There are errors in both vector C and the second question
(1) First of all, vector multiplication yields f (x) = 2sinxcosx + 1.414 (SiNx + cosx) = (SiNx + cosx) 2 + 1.414 (SiNx + cosx) - 1
The last one is to calculate the range, and then it is a quadratic polynomial, and then find the maximum value. There should be no problem. There is a problem in saying.
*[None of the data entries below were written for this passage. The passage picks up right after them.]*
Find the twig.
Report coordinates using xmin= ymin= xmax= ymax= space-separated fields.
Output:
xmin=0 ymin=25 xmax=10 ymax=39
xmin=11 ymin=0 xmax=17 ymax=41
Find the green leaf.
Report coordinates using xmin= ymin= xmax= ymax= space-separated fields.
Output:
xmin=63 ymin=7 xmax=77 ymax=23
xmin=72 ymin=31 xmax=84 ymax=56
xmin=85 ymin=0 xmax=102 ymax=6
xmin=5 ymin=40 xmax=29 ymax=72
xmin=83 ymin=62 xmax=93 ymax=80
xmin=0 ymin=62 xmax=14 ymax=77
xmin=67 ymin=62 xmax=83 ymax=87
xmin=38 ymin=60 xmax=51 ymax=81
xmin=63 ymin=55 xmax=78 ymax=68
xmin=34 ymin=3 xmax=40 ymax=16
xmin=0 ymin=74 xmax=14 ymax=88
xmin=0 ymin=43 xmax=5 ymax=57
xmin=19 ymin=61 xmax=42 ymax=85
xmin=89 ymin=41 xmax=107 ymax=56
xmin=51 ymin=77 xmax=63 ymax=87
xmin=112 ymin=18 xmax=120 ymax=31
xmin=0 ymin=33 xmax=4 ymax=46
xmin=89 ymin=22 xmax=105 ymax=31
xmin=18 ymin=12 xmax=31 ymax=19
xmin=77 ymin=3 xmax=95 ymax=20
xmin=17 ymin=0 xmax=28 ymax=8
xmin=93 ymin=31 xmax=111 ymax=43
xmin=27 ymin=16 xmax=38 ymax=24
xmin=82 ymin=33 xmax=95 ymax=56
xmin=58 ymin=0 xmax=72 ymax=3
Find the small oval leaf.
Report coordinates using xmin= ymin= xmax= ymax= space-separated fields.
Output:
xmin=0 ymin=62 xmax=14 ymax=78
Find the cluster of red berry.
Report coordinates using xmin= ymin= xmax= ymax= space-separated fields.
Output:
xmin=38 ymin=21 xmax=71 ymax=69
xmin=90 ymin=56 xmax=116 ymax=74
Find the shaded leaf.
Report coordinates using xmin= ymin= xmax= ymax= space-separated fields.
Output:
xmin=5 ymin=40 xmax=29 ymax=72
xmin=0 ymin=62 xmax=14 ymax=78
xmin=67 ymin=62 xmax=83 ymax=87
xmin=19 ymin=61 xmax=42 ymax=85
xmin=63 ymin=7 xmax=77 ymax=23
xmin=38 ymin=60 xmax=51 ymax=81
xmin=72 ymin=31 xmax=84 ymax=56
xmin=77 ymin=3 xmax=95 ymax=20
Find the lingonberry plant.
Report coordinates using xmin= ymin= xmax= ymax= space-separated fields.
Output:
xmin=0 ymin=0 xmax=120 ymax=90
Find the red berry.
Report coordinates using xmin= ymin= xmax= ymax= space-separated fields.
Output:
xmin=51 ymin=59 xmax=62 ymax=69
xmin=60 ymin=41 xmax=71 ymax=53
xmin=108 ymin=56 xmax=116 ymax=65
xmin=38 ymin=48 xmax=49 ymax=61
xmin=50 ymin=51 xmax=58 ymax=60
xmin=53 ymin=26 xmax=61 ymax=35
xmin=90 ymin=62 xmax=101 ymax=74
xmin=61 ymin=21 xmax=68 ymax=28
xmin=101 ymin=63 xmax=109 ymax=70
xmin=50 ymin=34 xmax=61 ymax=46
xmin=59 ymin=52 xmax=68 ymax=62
It seems that the formula compiler can not be used, so it can only be like this
(2) A * b = cosacosx + sinasinx = cos (x-a), because a * b = | a | B | cos π / 3
So we get the equation, the main range, so there are two values, x-a = π / 3 or x-a = - π / 3
Similarly, a * C = sin (a + x) + 4sinacosa, a * C = (5 + 4cos (A-X)) 1 / 2 * cos π / 2 = 0
If you can't do it, you can say it

If f (cosx) = cos2x, then the solution set of F (SiNx) = 2sinx-1 is

f(cosx)=cos2x=2(cosx)^2-1
So f (SiNx) = 2 (SiNx) ^ 2-1 = 2sinx-1
sinx=0,1
So x = k Π, or x = Π / 2 + 2K Π (K ∈ z)
(I'm sorry, the answer was wrong the first time)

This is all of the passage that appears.